The Settlement Benefit

Moshe Katri – Cowen & Company: Paul, can you kind of going back to some of the non-recurring items for the quarter? Can you kind of list facilities, including the charges and the settlement benefit?

Paul N. Saleh – VP and CFO: We mentioned the NPS, we had settlement of $22 million, which was a benefit of about $0.10. We had the restructuring of $0.26, which was about $0.12 impact on the quarter and interest expense was also about $19 million, that was for the early termination of debt and that was about $0.09 impact. Then also the tax rate, it was $0.11 impact of benefit in the quarter. Keep in mind again, all of these numbers exclude credit services, so we are just literally with the new guidance offsetting the absence of credit services in our numbers.

Moshe Katri – Cowen & Company: Any details on where we are in terms of looking into the problem contracts that you mentioned, I think during the last update you indicated that maybe five of the 40 looked a bit better were restructured, is the number still 35 or still, are we bringing lower.

Paul N. Saleh – VP and CFO: We’re still managing against the list of 30 to 35 that hasn’t changed. I’d say probably somewhere in the neighborhood of 8 to 10 of those are in materially better shape than we were when we started. We’ve seen a pretty significant improvement across the board on our operating performance. What we’re doing is, we’ve put a new contracting process in place, a new management system around how we manage the transition, the execution of those contract. So, this is just the way we’re now running the business, so I don’t beginning to not think about it is a focused set of accounts, but more just the way we run the business going forward.

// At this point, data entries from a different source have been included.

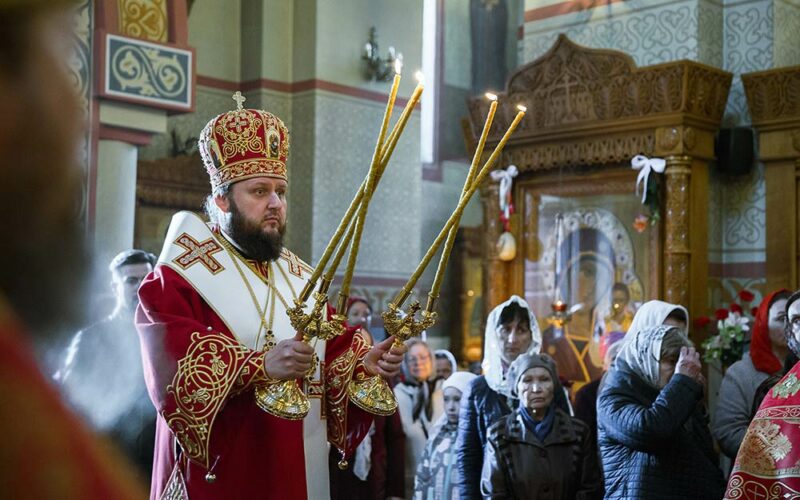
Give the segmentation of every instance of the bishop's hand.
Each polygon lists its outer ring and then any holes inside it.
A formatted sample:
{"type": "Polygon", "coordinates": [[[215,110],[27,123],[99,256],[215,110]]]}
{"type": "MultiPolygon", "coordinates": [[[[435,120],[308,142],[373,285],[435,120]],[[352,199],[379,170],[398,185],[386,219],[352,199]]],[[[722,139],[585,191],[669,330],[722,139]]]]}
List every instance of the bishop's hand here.
{"type": "Polygon", "coordinates": [[[275,380],[296,380],[305,377],[311,369],[314,349],[303,342],[303,334],[297,332],[293,339],[278,342],[264,354],[264,371],[275,380]]]}
{"type": "Polygon", "coordinates": [[[373,375],[380,375],[385,379],[391,379],[400,374],[400,365],[403,363],[408,347],[401,344],[399,347],[393,345],[394,336],[390,336],[383,342],[375,344],[372,349],[364,356],[364,367],[373,375]]]}

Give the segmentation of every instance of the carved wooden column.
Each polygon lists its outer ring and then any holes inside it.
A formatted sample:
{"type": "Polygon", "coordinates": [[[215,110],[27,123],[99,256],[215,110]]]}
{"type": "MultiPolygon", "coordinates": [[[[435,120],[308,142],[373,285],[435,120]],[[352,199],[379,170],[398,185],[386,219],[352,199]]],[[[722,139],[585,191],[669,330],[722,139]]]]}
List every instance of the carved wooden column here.
{"type": "MultiPolygon", "coordinates": [[[[797,136],[798,136],[798,141],[795,147],[798,153],[800,153],[800,130],[797,131],[797,136]]],[[[795,178],[794,204],[796,205],[797,200],[800,200],[800,158],[798,158],[794,164],[794,178],[795,178]]],[[[792,254],[794,255],[794,259],[789,259],[794,265],[794,267],[790,270],[792,280],[790,281],[789,284],[791,285],[790,287],[791,290],[796,290],[797,284],[800,283],[800,274],[798,274],[800,273],[800,253],[797,252],[797,249],[800,248],[800,241],[798,241],[800,239],[800,227],[798,227],[800,226],[800,217],[797,217],[796,214],[797,212],[794,213],[794,219],[795,219],[794,224],[789,227],[790,231],[794,229],[794,234],[791,235],[794,237],[793,238],[794,248],[792,249],[792,254]]],[[[769,270],[769,253],[767,254],[767,270],[769,270]]],[[[767,285],[769,284],[770,283],[767,282],[767,285]]]]}
{"type": "Polygon", "coordinates": [[[483,205],[483,255],[485,283],[484,298],[486,310],[501,304],[508,298],[508,268],[509,264],[500,260],[497,253],[497,240],[503,232],[500,225],[500,185],[496,182],[487,182],[481,187],[481,204],[483,205]]]}
{"type": "Polygon", "coordinates": [[[767,290],[800,283],[800,66],[742,75],[767,191],[767,290]]]}
{"type": "Polygon", "coordinates": [[[689,181],[692,159],[689,156],[668,156],[666,161],[664,300],[688,306],[691,266],[689,181]]]}

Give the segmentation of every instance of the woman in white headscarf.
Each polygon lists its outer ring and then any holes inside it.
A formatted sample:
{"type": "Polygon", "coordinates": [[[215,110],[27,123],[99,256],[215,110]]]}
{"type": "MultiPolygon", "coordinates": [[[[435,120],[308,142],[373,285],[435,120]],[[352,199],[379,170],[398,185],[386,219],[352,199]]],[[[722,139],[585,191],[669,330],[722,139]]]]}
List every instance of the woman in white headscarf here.
{"type": "MultiPolygon", "coordinates": [[[[458,421],[456,452],[461,498],[481,497],[486,431],[512,410],[509,366],[520,354],[538,353],[542,345],[536,316],[525,299],[516,295],[489,313],[484,335],[484,374],[471,382],[471,392],[462,399],[458,421]]],[[[563,394],[560,397],[564,399],[563,394]]],[[[566,402],[561,404],[565,406],[566,402]]]]}
{"type": "Polygon", "coordinates": [[[681,329],[628,333],[597,400],[606,499],[722,497],[704,382],[681,329]]]}
{"type": "Polygon", "coordinates": [[[662,300],[649,300],[642,304],[633,317],[626,338],[650,326],[669,325],[679,328],[685,337],[689,336],[689,312],[678,304],[662,300]]]}
{"type": "Polygon", "coordinates": [[[405,498],[414,491],[417,464],[433,431],[434,423],[444,412],[442,381],[436,378],[433,352],[423,340],[406,342],[408,351],[403,358],[404,380],[394,387],[397,412],[406,435],[405,498]]]}
{"type": "Polygon", "coordinates": [[[450,375],[458,371],[458,363],[453,353],[447,349],[436,349],[433,351],[433,357],[436,358],[436,376],[442,380],[446,380],[450,375]]]}
{"type": "Polygon", "coordinates": [[[469,397],[470,382],[477,375],[455,372],[442,385],[444,415],[434,425],[425,451],[417,466],[414,481],[415,500],[453,498],[458,495],[456,471],[456,437],[461,401],[469,397]]]}

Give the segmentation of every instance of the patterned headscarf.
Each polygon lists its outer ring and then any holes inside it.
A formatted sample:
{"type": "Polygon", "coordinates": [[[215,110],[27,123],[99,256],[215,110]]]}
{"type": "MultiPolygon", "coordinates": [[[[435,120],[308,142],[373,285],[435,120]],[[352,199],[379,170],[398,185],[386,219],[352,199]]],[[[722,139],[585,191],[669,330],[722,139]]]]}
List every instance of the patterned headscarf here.
{"type": "Polygon", "coordinates": [[[786,299],[786,327],[783,334],[784,337],[786,337],[786,343],[789,345],[789,349],[795,356],[800,357],[800,341],[795,337],[792,331],[792,324],[789,323],[789,307],[791,307],[797,299],[800,299],[800,290],[792,293],[789,298],[786,299]]]}
{"type": "Polygon", "coordinates": [[[658,389],[661,343],[664,341],[664,337],[672,331],[678,332],[688,345],[689,341],[680,328],[667,325],[651,326],[644,330],[628,333],[615,363],[625,363],[648,385],[658,389]]]}

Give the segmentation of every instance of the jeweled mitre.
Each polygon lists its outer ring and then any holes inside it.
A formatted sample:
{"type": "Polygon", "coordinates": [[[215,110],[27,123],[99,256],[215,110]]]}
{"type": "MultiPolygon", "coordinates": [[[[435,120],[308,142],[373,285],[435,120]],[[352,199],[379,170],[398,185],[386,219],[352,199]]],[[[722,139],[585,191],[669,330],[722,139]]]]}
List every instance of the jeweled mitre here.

Moshe Katri – Cowen & Company: Two final questions, you gave us some preliminary comments on free cash flows for next year, any thoughts on EBIT margins and then maybe an update on NHS in terms of contributions or impact for the quarter?

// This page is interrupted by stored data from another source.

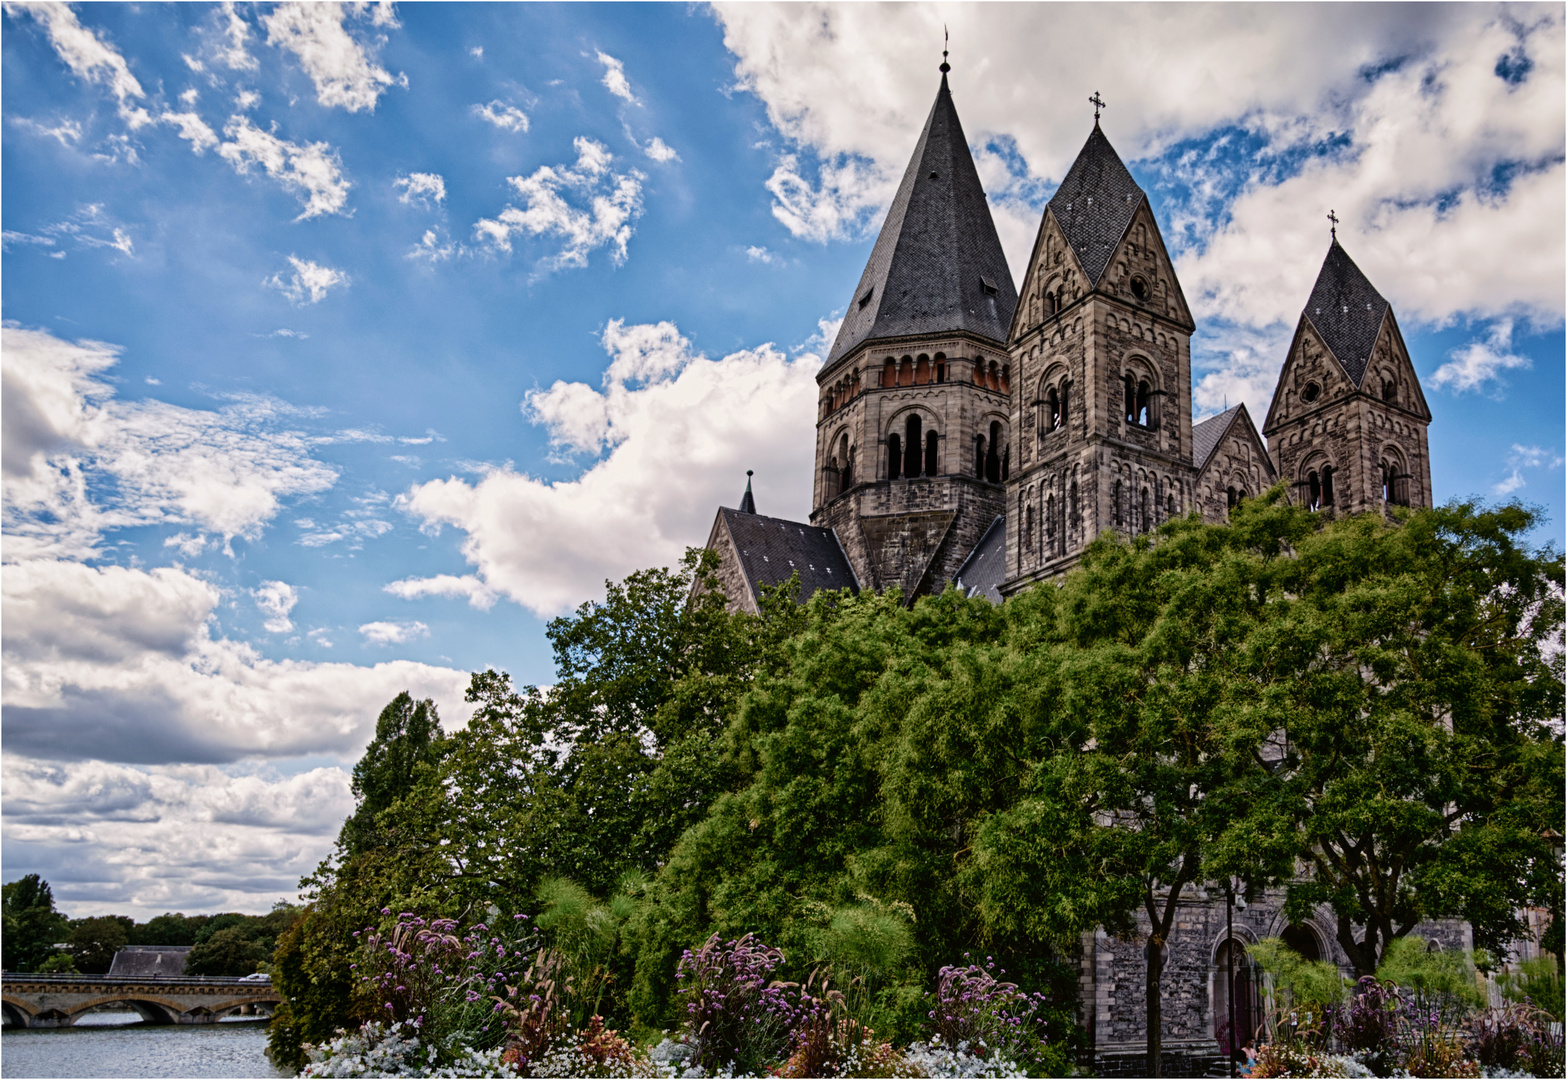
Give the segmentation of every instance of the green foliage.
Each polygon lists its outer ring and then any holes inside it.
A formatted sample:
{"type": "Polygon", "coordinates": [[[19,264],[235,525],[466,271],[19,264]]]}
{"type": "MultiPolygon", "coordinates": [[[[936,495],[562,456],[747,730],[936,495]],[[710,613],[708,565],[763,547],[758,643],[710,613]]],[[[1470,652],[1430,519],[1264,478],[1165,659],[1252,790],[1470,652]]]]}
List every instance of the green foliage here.
{"type": "Polygon", "coordinates": [[[404,690],[381,710],[375,738],[354,766],[353,792],[358,806],[343,823],[338,842],[349,856],[385,844],[376,817],[414,787],[422,766],[440,759],[441,718],[435,702],[415,702],[404,690]]]}
{"type": "Polygon", "coordinates": [[[272,950],[245,932],[228,926],[191,949],[185,958],[187,975],[249,975],[266,962],[272,950]]]}
{"type": "Polygon", "coordinates": [[[135,922],[123,915],[96,915],[73,919],[66,936],[76,969],[84,975],[104,975],[114,963],[114,954],[130,944],[135,922]]]}
{"type": "Polygon", "coordinates": [[[1444,1012],[1485,1003],[1469,957],[1430,948],[1424,938],[1413,934],[1388,945],[1377,967],[1377,978],[1403,987],[1408,991],[1406,997],[1417,1005],[1437,1006],[1444,1012]]]}
{"type": "Polygon", "coordinates": [[[38,965],[40,975],[80,975],[76,970],[76,961],[68,952],[57,952],[49,959],[38,965]]]}
{"type": "Polygon", "coordinates": [[[1338,966],[1307,960],[1281,938],[1263,938],[1248,945],[1246,952],[1268,976],[1275,996],[1269,1006],[1274,1018],[1294,1014],[1296,1023],[1325,1035],[1328,1010],[1349,996],[1349,983],[1338,966]]]}
{"type": "Polygon", "coordinates": [[[7,971],[35,971],[53,956],[70,931],[54,909],[54,890],[37,874],[0,886],[0,950],[7,971]]]}
{"type": "Polygon", "coordinates": [[[154,915],[145,923],[137,923],[131,931],[132,945],[194,945],[196,935],[211,916],[183,915],[164,912],[154,915]]]}
{"type": "Polygon", "coordinates": [[[1527,1001],[1558,1024],[1562,1022],[1567,1002],[1562,996],[1562,976],[1556,967],[1556,957],[1546,953],[1525,960],[1518,965],[1516,973],[1499,976],[1496,983],[1501,987],[1502,996],[1509,1001],[1527,1001]]]}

Paul N. Saleh – VP and CFO: I don’t think we are changing it right now – providing any guidance necessarily on the margins. But I would say NHS with the new service accounting is going to continue to represent lower revenue and lower profitability than we would have originally anticipated. But ultimately we’re building basically a pipeline of revenue that we will be able to amortize once we go into the hosting period. We have over a $150 million of revenue right now that is basically tied up on the balance sheet as part of this service accounting.

Mike Lawrie – President and Chief Executive Officer: And I was over last week with NHS and we’re making some very good progress. We’ve delivered more modules. We’ve received some payments associated with those. We have won a couple of large trusts that have been publicly announced. So overall we’re pleased with the performance around the delivery of the software, the acceptance of the software, and we’ve moved into a world now where we’re out and we’re competing and trying to drive these solutions into these trusts. So initially we’re pretty pleased and, as Paul said, we are beginning to build a (battle wave) here of revenue and profitability, which will be prorated over the course of the contract.